Hazirandaki seçimlerde tabanın koalisyon istediğini ancak “tepedeki 20-30 adamın aymazlığı sebebiyle” koalisyon yapılamadığını aktaran Türkeş, “Bunu gören MHP tabanı da ‘Arkadaş sen yapamıyorsan bari biz tabanda yaparız’ diyebilir. Yani AK Parti’ye çoğunlukla gelecek oyun MHP tabanından olacağını varsayıyoruz” dedi.
Bahçeli’nin “Çankaya fanusuna girmeli” sözlerini de eleştiren Türkeş, “Kurban olayım, ikebana mıdır bu? Çin çiçeği mi? Japon çiçeği mi? Nasıl fanusa koyarsın, bir. İki, halk tarafından seçilen ve tekrar halkın seçimine açık olan herkes konuşur. Sayın Bahçeli de diğer arkadaşlarım da bunu çok iyi bilirler. Bilmiyorlarsa da bilmeliler” ifadesini kullandı.
“Demek Bahçeli’nin bildiği bir şey var”
Türkeş, MHP Genel Başkanı Bahçeli’nin “5. parti” açıklamalarına ilişkin de şu değerlendirmelerde bulundu:
“Türk siyasetinde 5. parti lafını, Saygıdeğer Devlet Bahçeli söyledi.

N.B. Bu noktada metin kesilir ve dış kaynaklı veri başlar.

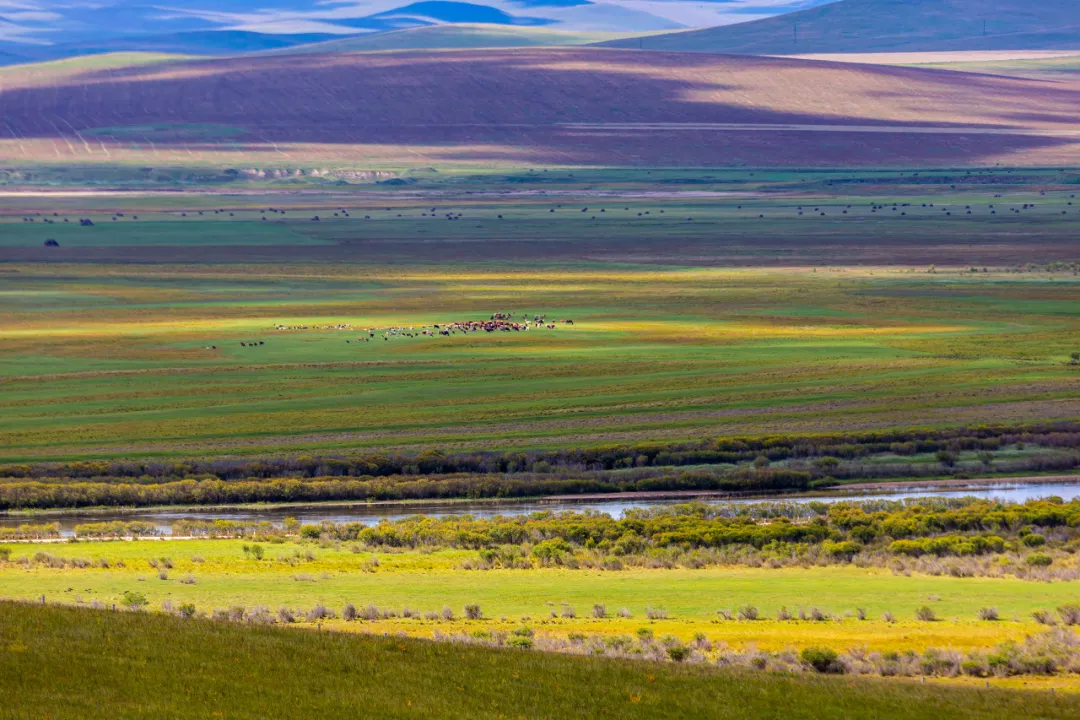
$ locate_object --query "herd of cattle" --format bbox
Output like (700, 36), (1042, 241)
(274, 312), (573, 343)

Demek kendi bildiği bir şey var. Sayın Kılıçdaroğlu bilmiyor, CHP’nin yöneticileri bilmiyor. Sayın Davutoğlu bilmiyor, AK Parti’nin yöneticileri bilmiyor. PKK’nın siyasi kanadı bilmiyor. Hiçbirimiz bilmiyoruz, bir tek Sayın Bahçeli biliyor. O zaman demek ki sen bu işin içindesin veyahut çok yakından takip ediyorsun. Bu nereden çıkar dendiğinde de ‘AK Parti’nin içinden çıkar’ diyor. Dünkü demecinde de Eski Cumhurbaşkanına atıf yapıp, ona bir buket çiçek atıyor. Bütün bunları alt alta topladığımızda sen ne yapıyorsuna baktığınızda Sayın Gül’e yakın şahsiyetler MHP’den Meclis’e niye taşınıyor? Bunun üzerinde durmak, bakmak lazım. Demek ki 5. parti oluşumunu orada, demek ki kendilerinin belki de bir şey olmayacağını düşünerek ‘Biz, bu partiyi iktidar yapacağımız, başka parti icat edelim’ diye bir gayret var.”

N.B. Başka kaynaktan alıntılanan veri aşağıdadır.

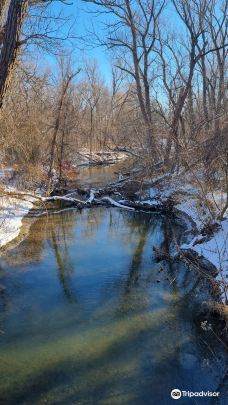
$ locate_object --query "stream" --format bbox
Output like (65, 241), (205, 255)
(0, 167), (227, 405)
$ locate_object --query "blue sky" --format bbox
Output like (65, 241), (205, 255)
(31, 0), (180, 84)
(34, 0), (111, 84)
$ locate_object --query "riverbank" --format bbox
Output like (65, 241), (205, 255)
(0, 166), (228, 310)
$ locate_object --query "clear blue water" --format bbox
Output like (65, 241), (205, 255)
(0, 208), (227, 405)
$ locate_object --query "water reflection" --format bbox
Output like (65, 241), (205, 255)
(0, 208), (226, 405)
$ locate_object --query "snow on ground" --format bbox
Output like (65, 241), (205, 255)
(0, 197), (33, 247)
(73, 149), (128, 166)
(150, 175), (228, 303)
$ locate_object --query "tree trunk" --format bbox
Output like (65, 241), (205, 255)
(0, 0), (29, 108)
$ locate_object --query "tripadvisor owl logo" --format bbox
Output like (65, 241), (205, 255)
(171, 388), (182, 399)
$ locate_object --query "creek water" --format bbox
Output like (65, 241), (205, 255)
(0, 165), (227, 405)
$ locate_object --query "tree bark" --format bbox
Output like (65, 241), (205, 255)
(0, 0), (29, 108)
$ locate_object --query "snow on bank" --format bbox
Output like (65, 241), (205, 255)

“Neyin müşterek diye sorarlar adama”
Tuğrul Türkeş, Koza İpek Holding ve şirketlerine kayyum atanmasına yönelik bir soruya da şu yanıtı verdi:
“Ben, birilerinin nahak yere kayyum atayabilmiş olacağını düşünmüyorum ama kanunen atanmış bir kayyuma karşı da bir takım siyasi parti mensuplarıyla birlikte didişmeyi, tekme tokat itişip kakışmayı veyahut da ‘Bugüne kadar bir ilişkim yok ‘ denilen bu yapıyla, paralelle, şunla, bunla siyasi partilerin milletvekillerinin, yöneticilerinin de cansiparane olarak bunların yanında yer aldıklarına da hayret ediyorum. Başka bir televizyona ya da medya grubuna olduğunda aynı siyasi partinin yöneticileri gitmiyor. Mesela Hürriyet’e saldırı olduğunda aynı partinin il başkanı ve çok bilmiş milletvekili gidip oraya bir destekte bulunmuyor ama İpek Koza ile ilgili bir şey olduğunda bu şahısları başrolde, hatta sokakta itişerek görüyoruz. Neyin müşterek diye sorarlar adama, hele de seçim arifesinde.”